Introduction
During development and debugging, Flask applications are typically run directly using app.run(). However, the built-in WSGI server in Flask is not known for high performance. For production environments, gunicorn is commonly used. For legacy projects that don’t require high performance and rely heavily on in-process shared variables, using gunicorn might affect inter-request communication, so you may consider using gevent directly.
Before Docker became popular, Flask applications in production were typically deployed using virtualenv + gunicorn + supervisor. After Docker gained widespread adoption, the deployment approach shifted to gunicorn + Docker. Without container orchestration services, a reverse proxy like nginx is typically placed in front of the backend services. When using Kubernetes, services are typically exposed via Service + Ingress (or Istio, etc.).
Running Methods
Flask Built-in WSGI Server
This is the typical way to run Flask during development.
# main.py
from flask import Flask
from time import sleep
app = Flask(__name__)
@app.get("/test")
def get_test():
sleep(0.1)
return "ok"
if __name__ == "__main__":
app.run(host="0.0.0.0", port=10000)
Run it with:
python main.py
gevent
To run Flask with gevent, you need to install gevent first:
python -m pip install -U gevent
The code requires slight modifications.
Note that monkey.patch_all() must be placed at the very beginning of the entry file for the monkey patch to take effect.
# main.py
from gevent import monkey
monkey.patch_all()
import time
from flask import Flask
from gevent.pywsgi import WSGIServer
app = Flask(__name__)
@app.get("/test")
def get_test():
time.sleep(0.1)
return "ok"
if __name__ == "__main__":
server = WSGIServer(("0.0.0.0", 10000), app)
server.serve_forever()
Run it with:
python main.py
gunicorn + gevent
If an existing project heavily relies on in-process memory-based shared variables, abruptly switching to gunicorn’s multi-worker mode may cause data access inconsistency issues.

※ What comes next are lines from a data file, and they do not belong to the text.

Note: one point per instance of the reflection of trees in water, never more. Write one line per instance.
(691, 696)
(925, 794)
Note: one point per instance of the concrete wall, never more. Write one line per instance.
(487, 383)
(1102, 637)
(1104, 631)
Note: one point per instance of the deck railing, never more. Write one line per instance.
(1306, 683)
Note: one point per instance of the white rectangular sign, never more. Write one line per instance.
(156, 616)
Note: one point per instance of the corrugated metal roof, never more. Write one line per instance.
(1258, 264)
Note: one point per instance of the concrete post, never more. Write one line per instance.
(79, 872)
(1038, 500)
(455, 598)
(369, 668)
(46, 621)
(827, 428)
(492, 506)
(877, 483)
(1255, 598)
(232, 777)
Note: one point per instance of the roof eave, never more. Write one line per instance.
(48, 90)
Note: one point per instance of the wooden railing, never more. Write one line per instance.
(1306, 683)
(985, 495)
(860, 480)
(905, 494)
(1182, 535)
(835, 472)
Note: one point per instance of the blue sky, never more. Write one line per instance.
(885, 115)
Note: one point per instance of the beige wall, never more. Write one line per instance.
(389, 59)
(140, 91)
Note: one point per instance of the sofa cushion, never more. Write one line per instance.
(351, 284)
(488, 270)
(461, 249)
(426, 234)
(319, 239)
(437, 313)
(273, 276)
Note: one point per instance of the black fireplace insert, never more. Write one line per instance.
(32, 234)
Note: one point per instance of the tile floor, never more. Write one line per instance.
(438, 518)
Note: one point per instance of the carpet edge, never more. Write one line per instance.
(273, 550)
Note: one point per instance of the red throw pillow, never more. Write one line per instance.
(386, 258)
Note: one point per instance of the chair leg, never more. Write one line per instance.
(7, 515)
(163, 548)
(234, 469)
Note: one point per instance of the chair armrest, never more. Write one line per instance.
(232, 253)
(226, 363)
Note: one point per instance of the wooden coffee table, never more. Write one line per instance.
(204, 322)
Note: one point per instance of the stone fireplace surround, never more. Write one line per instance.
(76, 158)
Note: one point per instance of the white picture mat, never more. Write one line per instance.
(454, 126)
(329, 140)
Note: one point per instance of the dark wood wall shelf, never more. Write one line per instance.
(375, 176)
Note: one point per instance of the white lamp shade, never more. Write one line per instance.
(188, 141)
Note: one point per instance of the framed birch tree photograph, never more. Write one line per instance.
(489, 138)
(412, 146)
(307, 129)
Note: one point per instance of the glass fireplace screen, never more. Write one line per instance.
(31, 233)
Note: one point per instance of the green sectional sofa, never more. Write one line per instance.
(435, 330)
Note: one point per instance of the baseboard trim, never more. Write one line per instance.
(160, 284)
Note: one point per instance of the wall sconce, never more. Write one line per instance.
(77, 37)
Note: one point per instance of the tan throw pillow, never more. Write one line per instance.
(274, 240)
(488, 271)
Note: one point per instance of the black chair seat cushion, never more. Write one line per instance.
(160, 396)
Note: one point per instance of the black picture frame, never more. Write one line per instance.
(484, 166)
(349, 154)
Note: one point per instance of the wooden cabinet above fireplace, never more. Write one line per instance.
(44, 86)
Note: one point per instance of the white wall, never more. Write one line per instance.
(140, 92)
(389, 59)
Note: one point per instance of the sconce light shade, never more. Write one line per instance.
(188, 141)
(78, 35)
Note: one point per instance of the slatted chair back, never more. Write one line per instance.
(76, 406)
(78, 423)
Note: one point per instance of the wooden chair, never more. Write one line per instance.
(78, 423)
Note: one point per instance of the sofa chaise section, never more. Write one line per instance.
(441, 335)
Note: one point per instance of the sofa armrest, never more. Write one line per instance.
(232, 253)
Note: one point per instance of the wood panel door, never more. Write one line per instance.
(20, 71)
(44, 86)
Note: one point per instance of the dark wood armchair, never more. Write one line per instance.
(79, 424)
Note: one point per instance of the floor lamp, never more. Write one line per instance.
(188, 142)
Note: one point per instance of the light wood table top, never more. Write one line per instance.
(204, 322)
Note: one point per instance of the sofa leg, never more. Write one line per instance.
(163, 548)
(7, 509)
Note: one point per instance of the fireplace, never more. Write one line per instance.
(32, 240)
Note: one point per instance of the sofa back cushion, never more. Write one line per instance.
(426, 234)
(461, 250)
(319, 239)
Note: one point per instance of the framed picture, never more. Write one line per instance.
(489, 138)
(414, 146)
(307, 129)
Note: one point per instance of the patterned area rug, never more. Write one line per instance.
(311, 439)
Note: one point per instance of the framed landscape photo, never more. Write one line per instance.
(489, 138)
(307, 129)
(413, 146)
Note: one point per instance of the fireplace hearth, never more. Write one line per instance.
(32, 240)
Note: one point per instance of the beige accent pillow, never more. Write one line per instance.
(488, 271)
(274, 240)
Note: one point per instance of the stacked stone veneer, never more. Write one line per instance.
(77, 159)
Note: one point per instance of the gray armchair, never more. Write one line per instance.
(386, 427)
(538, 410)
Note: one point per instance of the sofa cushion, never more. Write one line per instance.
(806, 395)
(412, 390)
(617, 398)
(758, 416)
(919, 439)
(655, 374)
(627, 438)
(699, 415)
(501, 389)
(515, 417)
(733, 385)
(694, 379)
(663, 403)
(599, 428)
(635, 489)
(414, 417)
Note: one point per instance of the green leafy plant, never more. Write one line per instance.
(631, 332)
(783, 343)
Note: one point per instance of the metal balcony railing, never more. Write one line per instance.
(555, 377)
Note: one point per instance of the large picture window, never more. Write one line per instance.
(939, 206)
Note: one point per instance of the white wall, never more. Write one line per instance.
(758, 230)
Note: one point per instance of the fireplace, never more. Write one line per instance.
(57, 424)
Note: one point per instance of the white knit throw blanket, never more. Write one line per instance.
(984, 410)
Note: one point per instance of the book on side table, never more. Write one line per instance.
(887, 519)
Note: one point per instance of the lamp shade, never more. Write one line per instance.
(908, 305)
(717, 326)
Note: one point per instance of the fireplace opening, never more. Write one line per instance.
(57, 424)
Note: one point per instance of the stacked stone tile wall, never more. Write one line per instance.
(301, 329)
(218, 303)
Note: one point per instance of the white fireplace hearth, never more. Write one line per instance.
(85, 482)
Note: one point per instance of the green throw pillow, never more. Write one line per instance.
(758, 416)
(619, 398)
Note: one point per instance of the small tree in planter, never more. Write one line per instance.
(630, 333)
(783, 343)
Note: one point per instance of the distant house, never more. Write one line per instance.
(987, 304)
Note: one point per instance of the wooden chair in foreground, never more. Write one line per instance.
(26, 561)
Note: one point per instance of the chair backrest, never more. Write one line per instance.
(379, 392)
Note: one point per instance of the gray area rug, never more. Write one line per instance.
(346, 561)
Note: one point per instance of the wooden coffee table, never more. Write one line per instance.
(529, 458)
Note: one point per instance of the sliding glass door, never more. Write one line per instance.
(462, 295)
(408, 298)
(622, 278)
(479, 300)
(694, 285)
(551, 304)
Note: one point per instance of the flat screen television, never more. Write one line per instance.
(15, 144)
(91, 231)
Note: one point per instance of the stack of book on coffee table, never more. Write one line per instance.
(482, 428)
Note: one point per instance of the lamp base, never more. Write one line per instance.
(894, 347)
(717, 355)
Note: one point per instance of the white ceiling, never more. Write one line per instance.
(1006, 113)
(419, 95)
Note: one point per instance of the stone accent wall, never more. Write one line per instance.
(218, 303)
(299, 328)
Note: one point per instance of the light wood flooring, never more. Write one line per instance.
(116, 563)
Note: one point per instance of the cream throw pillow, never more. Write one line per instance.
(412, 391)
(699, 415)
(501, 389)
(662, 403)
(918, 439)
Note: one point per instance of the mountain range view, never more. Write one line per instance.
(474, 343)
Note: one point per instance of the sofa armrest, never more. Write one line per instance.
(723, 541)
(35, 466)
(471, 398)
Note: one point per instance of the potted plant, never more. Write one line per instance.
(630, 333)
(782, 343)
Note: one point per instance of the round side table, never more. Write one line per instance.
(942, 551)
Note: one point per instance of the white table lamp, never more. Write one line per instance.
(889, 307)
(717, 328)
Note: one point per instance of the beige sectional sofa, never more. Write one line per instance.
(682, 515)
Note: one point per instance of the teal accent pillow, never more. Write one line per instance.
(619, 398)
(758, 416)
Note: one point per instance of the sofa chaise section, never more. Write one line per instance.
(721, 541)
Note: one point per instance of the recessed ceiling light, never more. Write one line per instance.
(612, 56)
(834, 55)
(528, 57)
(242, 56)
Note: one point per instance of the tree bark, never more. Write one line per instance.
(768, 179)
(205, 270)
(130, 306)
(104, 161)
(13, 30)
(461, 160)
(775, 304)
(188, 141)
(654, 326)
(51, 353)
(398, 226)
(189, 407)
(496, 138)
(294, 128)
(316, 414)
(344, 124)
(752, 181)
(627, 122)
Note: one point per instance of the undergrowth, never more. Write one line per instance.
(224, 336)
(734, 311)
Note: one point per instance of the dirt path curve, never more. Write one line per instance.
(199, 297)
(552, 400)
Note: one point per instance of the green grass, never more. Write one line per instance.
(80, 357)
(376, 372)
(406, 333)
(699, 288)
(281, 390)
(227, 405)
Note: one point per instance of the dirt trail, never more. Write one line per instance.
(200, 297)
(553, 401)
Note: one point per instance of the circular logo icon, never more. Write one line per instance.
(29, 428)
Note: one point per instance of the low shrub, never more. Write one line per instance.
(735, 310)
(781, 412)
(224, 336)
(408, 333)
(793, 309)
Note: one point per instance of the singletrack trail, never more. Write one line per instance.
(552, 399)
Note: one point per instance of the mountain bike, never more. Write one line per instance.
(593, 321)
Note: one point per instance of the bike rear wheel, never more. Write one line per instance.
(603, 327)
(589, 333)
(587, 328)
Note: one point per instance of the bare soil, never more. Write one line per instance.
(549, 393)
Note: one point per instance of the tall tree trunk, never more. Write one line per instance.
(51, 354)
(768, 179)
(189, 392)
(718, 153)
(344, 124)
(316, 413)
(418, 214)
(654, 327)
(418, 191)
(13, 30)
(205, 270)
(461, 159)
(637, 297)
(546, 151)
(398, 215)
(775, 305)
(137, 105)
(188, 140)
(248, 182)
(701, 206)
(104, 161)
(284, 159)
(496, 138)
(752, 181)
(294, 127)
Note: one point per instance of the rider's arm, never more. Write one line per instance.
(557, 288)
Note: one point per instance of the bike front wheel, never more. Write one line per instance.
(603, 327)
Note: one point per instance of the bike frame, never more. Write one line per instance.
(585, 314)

Dependencies need to be installed first as well.
python -m pip install -U gunicorn gevent
Unlike using gevent alone, this approach doesn’t require code modifications—gunicorn automatically injects gevent’s monkey patch.
gunicorn allows configuring startup parameters via command line, but I personally prefer configuring them in gunicorn’s configuration file. This allows for dynamic configuration and custom log format modifications.
Here’s a sample gunicorn.conf.py configuration:
# Gunicorn configuration file
from pathlib import Path
from multiprocessing import cpu_count
import gunicorn.glogging
from datetime import datetime
class CustomLogger(gunicorn.glogging.Logger):
def atoms(self, resp, req, environ, request_time):
"""
Override atoms method to customize log placeholders
"""
# Get all default placeholder data
atoms = super().atoms(resp, req, environ, request_time)
# Customize 't' (timestamp) format
now = datetime.now().astimezone()
atoms['t'] = now.isoformat(timespec="seconds")
return atoms
# Preload application code
preload_app = True
# Number of worker processes: typically 2 * CPU cores + 1
# workers = int(cpu_count() * 2 + 1)
workers = 4
# Use gevent async worker class, suitable for I/O-bound applications
# Note: gevent workers don't use the threads parameter; they use coroutines for concurrency
worker_class = "gevent"
# Maximum concurrent connections per gevent worker
worker_connections = 2000
# Bind address and port
bind = "127.0.0.1:10001"
# Process name
proc_name = "flask-dev"
# PID file path
pidfile = str(Path(__file__).parent / "tmp" / "gunicorn.pid")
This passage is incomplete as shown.